Back in the days of Oslo euphoria, I was
invited to speak at a small meeting in Toronto. In those days, the mere
fact, that representatives of the State of Israel were speaking with
representatives of the PLO, was considered a big deal.
At that meeting, I said that I am all
for negotiations, and talk, and confidence building. But all the talk in
the world is pointless as long as the fundamental problems remain. I
said that fundamental, substantive issues would have to be addressed if there
was to be peace. Otherwise, there would be war.

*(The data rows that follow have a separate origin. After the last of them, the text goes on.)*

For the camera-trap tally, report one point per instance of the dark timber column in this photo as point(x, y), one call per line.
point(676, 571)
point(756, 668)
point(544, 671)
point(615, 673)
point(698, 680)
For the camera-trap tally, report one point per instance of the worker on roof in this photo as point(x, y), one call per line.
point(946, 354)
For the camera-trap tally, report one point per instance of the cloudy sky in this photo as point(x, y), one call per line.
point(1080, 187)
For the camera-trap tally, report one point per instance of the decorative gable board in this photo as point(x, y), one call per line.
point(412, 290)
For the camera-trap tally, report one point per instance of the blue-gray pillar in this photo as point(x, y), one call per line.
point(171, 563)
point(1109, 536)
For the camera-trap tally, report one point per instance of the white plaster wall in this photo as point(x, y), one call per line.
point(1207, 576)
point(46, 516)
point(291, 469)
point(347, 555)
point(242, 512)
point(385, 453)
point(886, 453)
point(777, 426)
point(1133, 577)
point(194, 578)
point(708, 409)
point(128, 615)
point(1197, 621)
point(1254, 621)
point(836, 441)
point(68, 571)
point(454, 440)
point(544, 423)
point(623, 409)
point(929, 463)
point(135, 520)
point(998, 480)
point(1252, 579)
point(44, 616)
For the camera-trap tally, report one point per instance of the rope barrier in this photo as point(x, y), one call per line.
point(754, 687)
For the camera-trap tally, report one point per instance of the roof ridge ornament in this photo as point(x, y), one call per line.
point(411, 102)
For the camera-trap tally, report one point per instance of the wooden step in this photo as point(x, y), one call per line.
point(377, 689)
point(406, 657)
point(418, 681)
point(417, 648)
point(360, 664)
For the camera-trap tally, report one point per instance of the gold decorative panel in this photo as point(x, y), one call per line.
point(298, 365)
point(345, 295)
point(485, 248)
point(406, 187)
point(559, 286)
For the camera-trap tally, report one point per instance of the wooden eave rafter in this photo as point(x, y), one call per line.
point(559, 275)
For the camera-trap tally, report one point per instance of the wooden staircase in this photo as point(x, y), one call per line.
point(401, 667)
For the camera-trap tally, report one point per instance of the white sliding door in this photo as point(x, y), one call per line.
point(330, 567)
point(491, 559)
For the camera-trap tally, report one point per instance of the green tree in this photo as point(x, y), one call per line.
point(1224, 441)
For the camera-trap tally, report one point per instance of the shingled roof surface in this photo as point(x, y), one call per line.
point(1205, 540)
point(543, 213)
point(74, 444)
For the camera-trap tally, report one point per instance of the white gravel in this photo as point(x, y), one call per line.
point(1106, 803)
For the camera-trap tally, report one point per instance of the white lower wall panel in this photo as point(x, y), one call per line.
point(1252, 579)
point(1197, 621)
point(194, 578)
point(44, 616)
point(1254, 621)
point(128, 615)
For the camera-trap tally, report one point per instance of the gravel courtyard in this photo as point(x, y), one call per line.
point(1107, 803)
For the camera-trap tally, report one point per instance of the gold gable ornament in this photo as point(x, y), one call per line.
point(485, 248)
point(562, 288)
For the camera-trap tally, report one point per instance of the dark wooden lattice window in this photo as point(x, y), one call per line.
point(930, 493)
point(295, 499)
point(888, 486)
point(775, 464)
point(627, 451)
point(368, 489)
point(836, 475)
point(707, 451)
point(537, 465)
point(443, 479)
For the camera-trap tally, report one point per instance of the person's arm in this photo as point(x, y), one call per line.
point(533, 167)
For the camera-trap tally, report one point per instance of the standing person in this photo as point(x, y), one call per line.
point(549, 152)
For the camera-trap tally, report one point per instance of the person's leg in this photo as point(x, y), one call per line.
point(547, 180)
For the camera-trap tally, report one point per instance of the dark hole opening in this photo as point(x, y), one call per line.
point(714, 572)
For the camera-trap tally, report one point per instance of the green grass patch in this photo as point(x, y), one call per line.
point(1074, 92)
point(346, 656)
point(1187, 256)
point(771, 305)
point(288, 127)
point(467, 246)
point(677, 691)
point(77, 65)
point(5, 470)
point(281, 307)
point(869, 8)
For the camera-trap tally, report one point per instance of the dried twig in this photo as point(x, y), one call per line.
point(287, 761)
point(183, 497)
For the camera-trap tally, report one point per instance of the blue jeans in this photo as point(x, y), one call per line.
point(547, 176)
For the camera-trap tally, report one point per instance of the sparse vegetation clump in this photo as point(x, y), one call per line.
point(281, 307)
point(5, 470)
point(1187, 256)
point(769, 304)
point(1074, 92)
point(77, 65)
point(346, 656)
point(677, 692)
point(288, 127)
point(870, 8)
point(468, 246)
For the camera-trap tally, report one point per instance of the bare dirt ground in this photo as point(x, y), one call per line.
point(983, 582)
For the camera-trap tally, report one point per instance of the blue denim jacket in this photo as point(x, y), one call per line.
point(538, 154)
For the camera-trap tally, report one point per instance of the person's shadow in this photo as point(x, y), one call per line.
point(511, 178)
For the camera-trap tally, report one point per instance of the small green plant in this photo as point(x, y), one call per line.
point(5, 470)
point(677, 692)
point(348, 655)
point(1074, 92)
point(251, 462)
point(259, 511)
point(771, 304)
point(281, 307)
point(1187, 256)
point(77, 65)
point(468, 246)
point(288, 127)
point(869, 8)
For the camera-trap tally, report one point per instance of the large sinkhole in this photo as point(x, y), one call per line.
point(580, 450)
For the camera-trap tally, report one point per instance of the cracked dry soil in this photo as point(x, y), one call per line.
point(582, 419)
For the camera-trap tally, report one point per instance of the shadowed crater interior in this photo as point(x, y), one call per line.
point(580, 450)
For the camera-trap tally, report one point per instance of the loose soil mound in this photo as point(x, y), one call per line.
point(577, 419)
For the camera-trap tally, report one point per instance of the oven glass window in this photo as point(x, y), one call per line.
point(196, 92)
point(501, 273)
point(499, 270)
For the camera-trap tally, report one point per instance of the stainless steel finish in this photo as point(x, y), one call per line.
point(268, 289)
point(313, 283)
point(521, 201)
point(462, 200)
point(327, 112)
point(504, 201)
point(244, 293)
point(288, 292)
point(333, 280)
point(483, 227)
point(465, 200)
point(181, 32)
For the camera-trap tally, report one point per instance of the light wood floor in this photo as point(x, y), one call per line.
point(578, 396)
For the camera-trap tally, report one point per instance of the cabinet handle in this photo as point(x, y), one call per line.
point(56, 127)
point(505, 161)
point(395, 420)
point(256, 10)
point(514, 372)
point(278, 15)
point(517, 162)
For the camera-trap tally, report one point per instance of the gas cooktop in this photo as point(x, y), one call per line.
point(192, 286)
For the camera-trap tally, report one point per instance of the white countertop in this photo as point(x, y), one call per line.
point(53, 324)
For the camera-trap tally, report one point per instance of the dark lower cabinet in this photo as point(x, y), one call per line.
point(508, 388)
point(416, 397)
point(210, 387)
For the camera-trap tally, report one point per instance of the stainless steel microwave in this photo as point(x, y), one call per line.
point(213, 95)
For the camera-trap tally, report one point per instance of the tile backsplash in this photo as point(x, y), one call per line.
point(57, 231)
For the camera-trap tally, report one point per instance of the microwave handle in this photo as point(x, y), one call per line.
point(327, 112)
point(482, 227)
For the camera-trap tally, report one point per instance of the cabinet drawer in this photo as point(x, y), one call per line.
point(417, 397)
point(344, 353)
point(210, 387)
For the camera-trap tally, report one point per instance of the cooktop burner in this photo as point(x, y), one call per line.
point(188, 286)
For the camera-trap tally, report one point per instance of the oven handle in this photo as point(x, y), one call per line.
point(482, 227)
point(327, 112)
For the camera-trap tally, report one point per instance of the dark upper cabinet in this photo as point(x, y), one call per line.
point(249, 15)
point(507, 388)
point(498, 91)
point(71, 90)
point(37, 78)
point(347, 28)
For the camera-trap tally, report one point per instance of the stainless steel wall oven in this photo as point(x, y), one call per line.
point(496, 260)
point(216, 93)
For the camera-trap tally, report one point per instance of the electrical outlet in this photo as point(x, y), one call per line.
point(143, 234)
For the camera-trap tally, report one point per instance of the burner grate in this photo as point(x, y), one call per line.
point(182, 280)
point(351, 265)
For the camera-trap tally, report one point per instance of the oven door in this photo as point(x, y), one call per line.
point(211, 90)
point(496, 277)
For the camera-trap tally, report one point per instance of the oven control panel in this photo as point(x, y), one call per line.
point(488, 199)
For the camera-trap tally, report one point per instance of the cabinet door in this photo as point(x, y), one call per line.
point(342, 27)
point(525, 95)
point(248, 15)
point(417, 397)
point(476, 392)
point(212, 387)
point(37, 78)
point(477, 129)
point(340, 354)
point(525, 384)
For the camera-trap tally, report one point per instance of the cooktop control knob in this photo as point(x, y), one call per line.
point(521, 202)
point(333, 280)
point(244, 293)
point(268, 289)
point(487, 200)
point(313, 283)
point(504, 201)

Those substantive issues, preconditions
for peace, then and now, are the following:
1. Removal of all Israeli forces of
repression - police, army, undercover agencies - from all the lands and
communities inhabited by Arabs. There is no way for there to be peace
between an occupying power and an occupied population. This
applies to the areas occupied in the 1967 war and to those occupied by Israel
in the1948 war.
2. Release of all the political
prisoners and detainees from Israeli prisons and concentration camps. As
long as Palestinian political activists are held and prevented from
interacting with their population and competing for leadership, there is no
chance for democratic political development.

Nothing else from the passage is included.